The fact that this is an idea that the Wall Street Journal likes is a fairly good indication that it’s good for the Insurance Industry and not really good for anyone else.

Expect a bit of premium and coverage nastiness in the next little while. Health insurance companies take the premiums and invest them. Without the earnings from the investments, they have to raise rates and cut coverage.

As most of you realize, a lot of investments tanked when the recession hit. Health insurance companies investements tanked along with everyone else’s. You can expect some massive write downs in the next year, and because of these write downs, you can expect your rates to go up and your coverage to decline.

What are the figures? I haven’t a clue, but to put it in perspective, a VP at one of Canada’s largest life and health insurance companies told me that they are considering writing down between three and six billion dollars once they get a better handle on what their investment losses actually are.
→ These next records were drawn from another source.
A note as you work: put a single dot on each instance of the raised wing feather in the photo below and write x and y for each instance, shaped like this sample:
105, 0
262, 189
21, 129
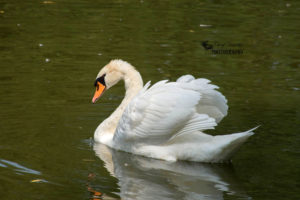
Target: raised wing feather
166, 110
I have no sympathy for American health insurance companies, and I think the resistance to universal coverage is both morally and financially unacceptable, but given what has happened with investments recently, I am the first to recognize that health insurance companies have their asses in a crack.

It’s the same recommendation as Liberals are making: Move to fewer sources of money. Having a hundred different companies managing health insurance just bloats administration costs and makes everything confusing. If you make it so that there are a smaller number of companies, an official way for a person to transfer their policy from one carrier to another, and the carriers aren’t allowed to refuse insurance to anyone, you’ve got UHC without turning the entire world upside down.

Sure it might mess with local state regulations, but telling them that they have five years to get rid of those laws is a lot friendlier than shutting down an entire industry and laying off millions of people.

So add to my list of why US health care is expensive: Losses to Insurance companies who speculated with investments in a bubble market.

The 3.3% profit margin is a red herring. The profit is just one component of extra costs.

Speak of the devil – I just received notice of a 20% increase in my professional E & O insurance premium, of which a very large chunk was explained as being necessary to replace unearned investment income. Since the insurer was created to service my profession (as opposed to make profits for others), I believe their explanation.